BTC/USD Forex Signal – Thursday, May 3


Yesterday’s signals produced a short trade from the break of the bearish engulfing candlestick which rejected the bearish trend line (shown in the price chart below) late in the Asian session. The trade would still be open at present and its outcome uncertain as there is some intraday momentum against the Dollar.

Today’s BTC/USD Signals

Risk 0.75% per trade.

Trades may only be entered until 5pm Tokyo time, over the next 24-hour period.

Long Trades

  • Long entry after a bullish price action reversal on the H1 time frame following the next touch of $9,150, $9,003 or $8,893.

  • Put the stop loss 1 pip below the local swing low.

  • Adjust the stop loss to break even once the trade is $200 in profit by price.

  • Take off 50% of the position as profit when the trade is $200 in profit by price and leave the remainder of the position to ride.
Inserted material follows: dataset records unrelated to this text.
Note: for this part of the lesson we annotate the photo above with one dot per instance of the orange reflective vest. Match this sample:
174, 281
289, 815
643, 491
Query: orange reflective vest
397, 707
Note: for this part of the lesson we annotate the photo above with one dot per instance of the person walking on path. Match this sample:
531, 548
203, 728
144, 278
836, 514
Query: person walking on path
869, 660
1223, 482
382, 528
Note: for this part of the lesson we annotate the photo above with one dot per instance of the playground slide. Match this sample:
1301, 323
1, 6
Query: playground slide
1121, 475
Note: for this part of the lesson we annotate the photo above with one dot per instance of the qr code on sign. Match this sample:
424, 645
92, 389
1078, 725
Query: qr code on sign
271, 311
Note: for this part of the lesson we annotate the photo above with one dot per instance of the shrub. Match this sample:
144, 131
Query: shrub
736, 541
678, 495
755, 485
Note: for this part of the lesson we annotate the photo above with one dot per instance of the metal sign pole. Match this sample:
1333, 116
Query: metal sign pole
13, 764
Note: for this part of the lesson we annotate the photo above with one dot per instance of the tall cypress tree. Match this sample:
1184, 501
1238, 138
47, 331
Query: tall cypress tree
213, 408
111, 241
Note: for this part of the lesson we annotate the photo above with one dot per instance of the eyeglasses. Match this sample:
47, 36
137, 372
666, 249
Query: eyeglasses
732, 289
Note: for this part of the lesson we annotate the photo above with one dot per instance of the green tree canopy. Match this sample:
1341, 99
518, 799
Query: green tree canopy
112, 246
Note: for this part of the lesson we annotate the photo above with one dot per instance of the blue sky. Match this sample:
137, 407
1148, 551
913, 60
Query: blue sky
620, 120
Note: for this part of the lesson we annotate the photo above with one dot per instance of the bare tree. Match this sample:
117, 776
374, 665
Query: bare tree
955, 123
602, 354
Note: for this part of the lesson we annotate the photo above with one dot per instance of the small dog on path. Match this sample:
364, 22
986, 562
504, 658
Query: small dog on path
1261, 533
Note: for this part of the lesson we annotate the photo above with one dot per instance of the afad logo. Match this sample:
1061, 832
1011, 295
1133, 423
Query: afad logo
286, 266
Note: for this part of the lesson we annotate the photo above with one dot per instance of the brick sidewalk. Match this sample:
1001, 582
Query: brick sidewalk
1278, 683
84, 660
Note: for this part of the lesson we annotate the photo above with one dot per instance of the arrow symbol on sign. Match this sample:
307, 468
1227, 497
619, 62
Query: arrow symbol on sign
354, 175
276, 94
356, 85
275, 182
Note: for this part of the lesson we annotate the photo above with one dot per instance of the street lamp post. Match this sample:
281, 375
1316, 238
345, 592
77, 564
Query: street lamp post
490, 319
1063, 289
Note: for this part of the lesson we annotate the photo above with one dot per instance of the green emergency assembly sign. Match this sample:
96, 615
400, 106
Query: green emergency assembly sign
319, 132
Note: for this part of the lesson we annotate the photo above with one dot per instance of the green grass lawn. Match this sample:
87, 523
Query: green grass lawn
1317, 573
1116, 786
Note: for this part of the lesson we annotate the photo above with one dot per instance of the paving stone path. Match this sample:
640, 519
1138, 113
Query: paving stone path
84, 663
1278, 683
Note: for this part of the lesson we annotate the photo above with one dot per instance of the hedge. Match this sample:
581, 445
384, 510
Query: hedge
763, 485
  • The best method to identify a classic “price action reversal” is for an hourly candle to close, such as a pin bar, a doji, an outside or even just an engulfing candle with a higher close. You can exploit these levels or zones by watching the price action that occurs at the given levels.

    BTC/USD Analysis

    I wrote yesterday that I expected that the action was likely to be messy and hard to predict, so day traders might be wise to stand aside for the time being. I was wrong to some extent, the price has in fact made a move up, but has rejected the bearish trend line which I drew in the chart. The momentum seems relatively bullish, but this would have to be confirmed by a decisive break above the trend line. If the price does get established above there, it has space to rise higher as there are no obvious strong resistance levels until the big round number at $10,000 is reached. I have a bearish bias below the trend line, and a bullish bias above it.